Says Herrera, the problem in Nicaragua is not the amount of water, but the quality.

“We are a country rich in contaminated water resources,” she said this morning in an interview on a local radio station Café con Voz.

 

  • AngeLobue

    Which areas will receive financing for water quality and quantity improvement?

    • NicaraguaDispatch

      85 of the poorest municipalities on Atlantic and Pacific coasts

      • AngeLobue

        Does anyone have more information on this? For example, is there a document in the loan application which lists all of the “85 of the poorest municipalities on the Atlantic and Pacific coasts” along with the specific amount of money and specific projects to be funded? Are any of these documents available in the public domain so that investigative journalists can report on where the money is expected to go, in order to hold the recipients responsible for disclosure BEFORE the money is distributed? Or, is such information “classified” permitting politically corrupt “slippage, or “handling fees,” sometimes called “the cost of doing business?”

        Rather than waiting for evidence of corruption, is it possible for responsible journalists to “assist in funding transparency” before the money is distributed?

        I would consider that a form of journalistic integrity, in effect, a preliminary disclosure that would permit the public to “follow the money as it flows.”

        • AngeLobue

          Catching people doing something wrong” may make more marketable headlines than “catching people doing something right.”

          However, courageous and labor-intensive monitoring of a transparent process of aid from the World Bank to the underserved, developing world may benefit the citizens of the country more than the titillation of reading about another ineffective, and possibly corrupt, political process.

      • Guest

        Catching people doing something wrong” may make more marketable headlines than “catching people doing something right.”

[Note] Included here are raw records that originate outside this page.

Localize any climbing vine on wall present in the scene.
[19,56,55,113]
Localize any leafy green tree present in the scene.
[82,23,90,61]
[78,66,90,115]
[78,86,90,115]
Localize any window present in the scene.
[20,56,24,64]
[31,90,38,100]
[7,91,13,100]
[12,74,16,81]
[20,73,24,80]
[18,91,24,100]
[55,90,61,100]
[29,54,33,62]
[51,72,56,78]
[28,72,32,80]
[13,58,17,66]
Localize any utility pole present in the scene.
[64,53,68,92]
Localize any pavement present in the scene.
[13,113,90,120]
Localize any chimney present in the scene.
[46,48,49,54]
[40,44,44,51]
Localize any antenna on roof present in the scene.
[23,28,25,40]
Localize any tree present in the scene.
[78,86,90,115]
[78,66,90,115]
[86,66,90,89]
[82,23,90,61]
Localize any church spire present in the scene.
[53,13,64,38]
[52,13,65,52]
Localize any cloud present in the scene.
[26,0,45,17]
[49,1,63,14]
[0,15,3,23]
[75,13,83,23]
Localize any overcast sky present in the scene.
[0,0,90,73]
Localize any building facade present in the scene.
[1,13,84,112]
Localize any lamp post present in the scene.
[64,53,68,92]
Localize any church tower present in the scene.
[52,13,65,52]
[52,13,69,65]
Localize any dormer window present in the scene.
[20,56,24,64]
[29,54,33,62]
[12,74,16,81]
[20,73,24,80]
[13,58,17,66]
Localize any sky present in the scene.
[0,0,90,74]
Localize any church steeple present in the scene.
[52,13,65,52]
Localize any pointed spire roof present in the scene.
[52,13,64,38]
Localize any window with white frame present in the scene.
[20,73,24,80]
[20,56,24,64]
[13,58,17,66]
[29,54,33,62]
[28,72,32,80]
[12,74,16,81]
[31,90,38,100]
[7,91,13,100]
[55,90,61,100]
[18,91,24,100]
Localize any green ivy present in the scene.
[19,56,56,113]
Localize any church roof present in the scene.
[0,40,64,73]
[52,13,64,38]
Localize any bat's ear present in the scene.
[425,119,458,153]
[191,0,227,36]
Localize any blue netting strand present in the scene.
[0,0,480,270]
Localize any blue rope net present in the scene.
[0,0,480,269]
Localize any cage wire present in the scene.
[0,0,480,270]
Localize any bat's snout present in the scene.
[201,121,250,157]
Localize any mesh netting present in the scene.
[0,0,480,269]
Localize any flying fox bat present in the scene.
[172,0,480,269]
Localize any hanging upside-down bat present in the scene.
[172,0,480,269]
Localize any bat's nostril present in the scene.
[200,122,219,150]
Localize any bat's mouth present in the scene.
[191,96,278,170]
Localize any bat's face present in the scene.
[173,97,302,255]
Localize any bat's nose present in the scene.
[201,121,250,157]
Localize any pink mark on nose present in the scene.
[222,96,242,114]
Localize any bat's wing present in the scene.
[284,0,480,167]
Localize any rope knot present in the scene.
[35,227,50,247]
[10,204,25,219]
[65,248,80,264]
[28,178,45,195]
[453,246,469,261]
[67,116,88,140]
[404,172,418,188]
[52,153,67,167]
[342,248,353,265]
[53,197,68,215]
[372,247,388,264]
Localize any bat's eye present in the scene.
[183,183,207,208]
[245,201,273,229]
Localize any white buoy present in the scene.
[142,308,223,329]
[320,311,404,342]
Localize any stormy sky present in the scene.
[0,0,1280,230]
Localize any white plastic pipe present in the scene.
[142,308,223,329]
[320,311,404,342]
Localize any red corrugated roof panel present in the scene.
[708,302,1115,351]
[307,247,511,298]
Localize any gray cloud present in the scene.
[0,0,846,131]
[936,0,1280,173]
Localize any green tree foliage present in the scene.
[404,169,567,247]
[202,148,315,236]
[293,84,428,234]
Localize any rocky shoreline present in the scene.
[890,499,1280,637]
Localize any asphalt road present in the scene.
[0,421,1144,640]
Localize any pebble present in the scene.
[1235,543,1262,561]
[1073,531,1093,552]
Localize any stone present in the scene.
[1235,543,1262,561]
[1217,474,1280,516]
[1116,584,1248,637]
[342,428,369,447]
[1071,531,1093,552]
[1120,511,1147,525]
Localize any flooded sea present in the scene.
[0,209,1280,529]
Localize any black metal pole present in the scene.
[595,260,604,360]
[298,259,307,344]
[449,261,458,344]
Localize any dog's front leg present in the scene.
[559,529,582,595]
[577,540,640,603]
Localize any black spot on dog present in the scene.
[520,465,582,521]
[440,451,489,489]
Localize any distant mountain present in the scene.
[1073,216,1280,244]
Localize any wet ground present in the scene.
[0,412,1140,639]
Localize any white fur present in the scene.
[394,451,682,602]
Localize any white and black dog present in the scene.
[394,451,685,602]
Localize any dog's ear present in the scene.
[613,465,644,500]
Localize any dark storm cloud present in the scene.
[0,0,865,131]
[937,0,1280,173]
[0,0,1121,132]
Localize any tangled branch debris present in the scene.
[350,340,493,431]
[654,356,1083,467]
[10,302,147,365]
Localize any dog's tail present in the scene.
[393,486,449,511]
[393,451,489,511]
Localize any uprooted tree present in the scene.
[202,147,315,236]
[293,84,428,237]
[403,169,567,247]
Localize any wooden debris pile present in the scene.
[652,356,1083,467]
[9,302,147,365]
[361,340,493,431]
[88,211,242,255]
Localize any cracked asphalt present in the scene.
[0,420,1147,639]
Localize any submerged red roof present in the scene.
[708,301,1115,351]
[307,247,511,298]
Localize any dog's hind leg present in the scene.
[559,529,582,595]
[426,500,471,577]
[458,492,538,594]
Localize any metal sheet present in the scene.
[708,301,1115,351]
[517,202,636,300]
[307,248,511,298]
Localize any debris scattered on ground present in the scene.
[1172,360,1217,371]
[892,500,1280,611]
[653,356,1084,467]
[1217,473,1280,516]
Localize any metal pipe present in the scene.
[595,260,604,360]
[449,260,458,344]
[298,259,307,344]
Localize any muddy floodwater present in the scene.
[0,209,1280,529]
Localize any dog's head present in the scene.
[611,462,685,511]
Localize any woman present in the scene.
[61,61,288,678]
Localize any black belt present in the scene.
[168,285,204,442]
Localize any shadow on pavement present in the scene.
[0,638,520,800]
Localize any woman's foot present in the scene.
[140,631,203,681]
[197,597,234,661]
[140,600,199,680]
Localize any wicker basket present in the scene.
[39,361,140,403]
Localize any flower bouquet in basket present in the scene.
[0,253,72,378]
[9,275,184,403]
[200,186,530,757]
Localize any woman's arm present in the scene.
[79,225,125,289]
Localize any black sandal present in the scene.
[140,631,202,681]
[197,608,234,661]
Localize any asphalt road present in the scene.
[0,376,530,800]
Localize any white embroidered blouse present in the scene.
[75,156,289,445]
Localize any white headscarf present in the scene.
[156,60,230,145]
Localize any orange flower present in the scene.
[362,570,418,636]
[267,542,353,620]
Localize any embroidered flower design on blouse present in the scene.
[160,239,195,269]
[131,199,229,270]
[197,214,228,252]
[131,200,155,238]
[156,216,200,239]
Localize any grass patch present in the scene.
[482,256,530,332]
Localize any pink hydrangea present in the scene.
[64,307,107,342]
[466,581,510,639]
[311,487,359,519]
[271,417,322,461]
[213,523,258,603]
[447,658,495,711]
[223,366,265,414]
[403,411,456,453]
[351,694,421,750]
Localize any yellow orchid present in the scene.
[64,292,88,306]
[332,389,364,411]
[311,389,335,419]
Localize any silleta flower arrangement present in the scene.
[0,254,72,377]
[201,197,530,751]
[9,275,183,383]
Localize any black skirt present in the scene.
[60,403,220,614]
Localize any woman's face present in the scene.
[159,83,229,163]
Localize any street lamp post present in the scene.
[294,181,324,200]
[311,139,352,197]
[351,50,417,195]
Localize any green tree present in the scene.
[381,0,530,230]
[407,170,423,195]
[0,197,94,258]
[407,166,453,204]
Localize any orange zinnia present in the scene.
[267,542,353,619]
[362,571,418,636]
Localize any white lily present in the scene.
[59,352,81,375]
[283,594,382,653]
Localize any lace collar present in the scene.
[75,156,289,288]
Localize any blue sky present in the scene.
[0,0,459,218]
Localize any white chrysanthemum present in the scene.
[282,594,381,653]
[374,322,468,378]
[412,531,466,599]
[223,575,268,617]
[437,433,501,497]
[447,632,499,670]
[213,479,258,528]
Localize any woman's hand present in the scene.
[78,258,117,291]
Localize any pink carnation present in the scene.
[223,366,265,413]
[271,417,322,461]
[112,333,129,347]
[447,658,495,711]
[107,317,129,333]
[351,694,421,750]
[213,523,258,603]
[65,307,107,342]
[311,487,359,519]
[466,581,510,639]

        However, courageous and labor-intensive monitoring of a transparent process of aid from the World Bank to the underserved, developing world may benefit the citizens of the country more than the titillation of reading about another ineffective, and possibly corrupt, political process.

  • randypower

    I’m curious to know who the loans are with and what are the terms of the loans for the half of this $30M that is loaned.

    • NicaraguaDispatch

      loans are from WB – 40 year term, 10 year grace period

      • randypower

        Thanks ND for the terms. In 40 years, we may see a very different Nicaragua. Is there collateral?

        Ken – I agree 100%. I’ve become mostly cynical whenever big money is involved.

    • Ken Morris

      Yeah, although I’m sure it’s more complex and there’s probably some genuine foreign aid money sloshing around in the World Bank, my understanding is that the bank is actually a for-profit business from which its investors make money. This doesn’t necessarily make this a bad deal for Nicaragua, and it could be a good deal. There’s nothing after all wrong with doing well while doing good. However, I become suspicious when aid projects include IOUs that extend outward as far as the eye can see. According to one calculation, for example, Nicaragua has paid the US more money than it has received in US aid since 1990. Whenever the issue is handouts, or probably anything having to do with money, the devil is always in the details. I hope this is a good deal for Nicaragua and am tentatively willing to assume it is, but I’m suspicious.

  • Pepe Turcon

    The real deal help for the needy always comes from overseas while the local fools keep talking about Imperial powers. No doubt the “third world” definition belongs exclusively to the political class in Latin America….we are getting closer and close to Washington DC, there… by the White House.

    • Stevan

      I think by third world they/we mean Majority world. Nicaragua has become a handout nation. The biggest business there could very well be orginizing foreign funding. “Do gooders” need to take a long hard look at where the money goes.